Press ReleaseDecember 6, 2021

Doctors Call-Out Dangerous Drug Pricing Provisions in ‘Build Back Better’ Package

Washington, D.C. (December 6, 2021)—As the U.S. Senate considers the ‘Build Back Better’ budget reconciliation package that was passed by the House of Representatives in November, medical professionals are calling-out dangerous drug pricing provisions that are included in the legislation. Although initial elements of the package have been watered down, existing measures to apply price controls to some medicine threaten future healthcare innovation.

According to a new study from the University of Chicago, the drug pricing components included in the ‘Build Back Better’ bill will lead to 135 fewer new drugs over the next 17 years.

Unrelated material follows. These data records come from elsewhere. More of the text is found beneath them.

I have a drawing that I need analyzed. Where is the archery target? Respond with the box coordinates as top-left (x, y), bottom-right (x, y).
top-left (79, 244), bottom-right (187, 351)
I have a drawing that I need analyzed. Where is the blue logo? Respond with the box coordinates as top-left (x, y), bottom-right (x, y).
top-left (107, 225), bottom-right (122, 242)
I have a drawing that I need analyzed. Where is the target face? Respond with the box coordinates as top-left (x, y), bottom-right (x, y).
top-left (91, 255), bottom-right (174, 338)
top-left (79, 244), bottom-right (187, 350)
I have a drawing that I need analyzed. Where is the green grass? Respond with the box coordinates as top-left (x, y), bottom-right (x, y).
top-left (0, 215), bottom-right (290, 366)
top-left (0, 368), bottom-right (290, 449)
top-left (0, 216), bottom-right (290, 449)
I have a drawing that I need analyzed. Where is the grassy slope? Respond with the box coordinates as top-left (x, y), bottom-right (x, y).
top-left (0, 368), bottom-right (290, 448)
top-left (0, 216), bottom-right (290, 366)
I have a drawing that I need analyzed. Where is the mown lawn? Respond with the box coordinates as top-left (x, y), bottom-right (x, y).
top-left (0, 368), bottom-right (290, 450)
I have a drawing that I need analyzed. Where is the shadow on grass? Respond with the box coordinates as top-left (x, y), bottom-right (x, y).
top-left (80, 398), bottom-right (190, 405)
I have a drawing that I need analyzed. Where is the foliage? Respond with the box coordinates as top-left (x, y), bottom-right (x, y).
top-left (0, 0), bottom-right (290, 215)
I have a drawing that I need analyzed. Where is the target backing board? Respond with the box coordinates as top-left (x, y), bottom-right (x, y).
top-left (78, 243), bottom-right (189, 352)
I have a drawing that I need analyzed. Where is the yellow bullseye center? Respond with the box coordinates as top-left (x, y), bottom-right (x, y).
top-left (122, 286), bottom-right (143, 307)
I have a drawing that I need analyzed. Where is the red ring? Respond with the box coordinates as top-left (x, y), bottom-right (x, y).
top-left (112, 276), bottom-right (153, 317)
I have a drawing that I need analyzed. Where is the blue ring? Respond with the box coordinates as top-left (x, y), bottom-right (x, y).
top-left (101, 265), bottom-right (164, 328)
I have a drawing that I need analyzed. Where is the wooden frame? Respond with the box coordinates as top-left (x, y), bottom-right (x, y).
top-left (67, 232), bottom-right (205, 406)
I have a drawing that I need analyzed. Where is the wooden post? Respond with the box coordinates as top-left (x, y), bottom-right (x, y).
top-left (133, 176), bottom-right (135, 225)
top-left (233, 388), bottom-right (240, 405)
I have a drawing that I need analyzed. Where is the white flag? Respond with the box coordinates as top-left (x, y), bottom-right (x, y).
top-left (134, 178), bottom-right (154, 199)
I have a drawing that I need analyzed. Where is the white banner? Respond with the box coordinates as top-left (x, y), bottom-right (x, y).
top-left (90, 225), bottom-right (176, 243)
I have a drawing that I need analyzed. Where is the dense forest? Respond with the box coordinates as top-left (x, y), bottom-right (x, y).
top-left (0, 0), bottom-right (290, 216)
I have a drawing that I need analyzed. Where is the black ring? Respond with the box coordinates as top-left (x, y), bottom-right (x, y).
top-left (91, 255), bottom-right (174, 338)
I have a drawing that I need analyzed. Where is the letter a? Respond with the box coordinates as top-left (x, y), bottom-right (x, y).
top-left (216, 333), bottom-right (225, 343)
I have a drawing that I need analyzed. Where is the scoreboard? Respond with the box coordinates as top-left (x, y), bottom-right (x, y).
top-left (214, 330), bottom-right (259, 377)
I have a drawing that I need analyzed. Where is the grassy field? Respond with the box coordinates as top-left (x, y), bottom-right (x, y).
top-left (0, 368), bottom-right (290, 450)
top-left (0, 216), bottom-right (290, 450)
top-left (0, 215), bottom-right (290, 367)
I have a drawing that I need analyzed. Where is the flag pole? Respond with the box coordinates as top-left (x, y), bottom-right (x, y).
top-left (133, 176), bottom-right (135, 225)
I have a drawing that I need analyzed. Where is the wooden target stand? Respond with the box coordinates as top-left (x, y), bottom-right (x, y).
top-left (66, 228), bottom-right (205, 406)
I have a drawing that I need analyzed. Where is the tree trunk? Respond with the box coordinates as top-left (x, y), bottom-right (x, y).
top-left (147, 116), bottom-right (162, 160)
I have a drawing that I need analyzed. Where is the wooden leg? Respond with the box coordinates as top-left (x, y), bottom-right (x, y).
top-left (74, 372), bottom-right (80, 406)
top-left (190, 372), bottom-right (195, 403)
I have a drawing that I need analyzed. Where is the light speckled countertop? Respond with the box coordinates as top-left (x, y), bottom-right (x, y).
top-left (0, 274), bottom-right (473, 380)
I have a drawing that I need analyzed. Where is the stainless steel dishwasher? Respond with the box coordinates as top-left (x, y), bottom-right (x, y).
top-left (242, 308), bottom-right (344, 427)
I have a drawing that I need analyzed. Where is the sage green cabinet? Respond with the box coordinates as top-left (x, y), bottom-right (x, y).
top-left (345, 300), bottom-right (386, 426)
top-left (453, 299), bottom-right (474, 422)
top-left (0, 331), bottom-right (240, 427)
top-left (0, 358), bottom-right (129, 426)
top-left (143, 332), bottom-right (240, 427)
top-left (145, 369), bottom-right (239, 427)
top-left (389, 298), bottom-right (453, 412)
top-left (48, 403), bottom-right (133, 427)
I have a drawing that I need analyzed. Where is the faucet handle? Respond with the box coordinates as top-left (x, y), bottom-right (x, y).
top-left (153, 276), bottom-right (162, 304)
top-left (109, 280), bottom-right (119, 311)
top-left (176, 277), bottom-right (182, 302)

That translates to a loss of 331.5 million life years in the U.S.—more than 30-times the impact of COVID-19 to date.

Key components include empowering the federal government to buy some medicine at a fraction of the market price by threatening drug companies with an excise tax if they don’t comply, as well as pegging “allowable” price increases of other pharmaceuticals to inflation.

Physician members of the Job Creators Network (JCN) are sounding the alarm bell about the proposal.

Today, Dr. Katarina Lindley, a Yugoslavian immigrant who experienced the consequences of government intervention in healthcare firsthand, penned an op-ed in RealClear Health to warn of the pitfalls. Dr. Lindley noted:

“More government is rarely the answer to economic challenges. The price of healthcare is no exception. Congress and the Biden administration should reconsider applying price controls on prescription drugs. It will create more problems than it solves…What happens when drug manufacturers are unable to profit, or even break even, on newly developed products? The free market incentive to innovate and create is weakened and patients would ultimately pay the price. Fewer new therapies, treatments, and vaccines would become available to consumers as the rate of healthcare innovation slows.”

Dr. Mary Tipton, an internal medicine and pediatric specialist in Utah, commented:

“The rising cost of pharmaceuticals is a problem that warrants action. But the proposed strategy will have major unintended consequences…As moderate and progressive elements of the Democratic caucus in Congress continue to go head-to-head over the budget reconciliation package, price controls on prescription drugs should be a nonstarter. Instead, lawmakers should shift their sights to the intermediaries of the drug supply chain that jack-up costs for patients. Slowing the pipeline of health care innovation and reducing access to new prescription drugs is the last thing Americans need as we emerge from the pandemic.”

Dr. Robert Campbell, a practicing physician in Pennsylvania and past president of the Pennsylvania Society of Anesthesiologists, said:

“Prescription drug costs in the U.S. have skyrocketed in recent years…But lawmakers should be careful to avoid a knee-jerk reaction that will have major negative repercussions down the road…In the short run, the cost control scheme would benefit American patients in the form of lower drug prices. But those advantages would quickly be negated in the long run as shrinking research and development budgets—a result of falling revenue for drug companies—translate to less innovation and fewer medicines brought to market.”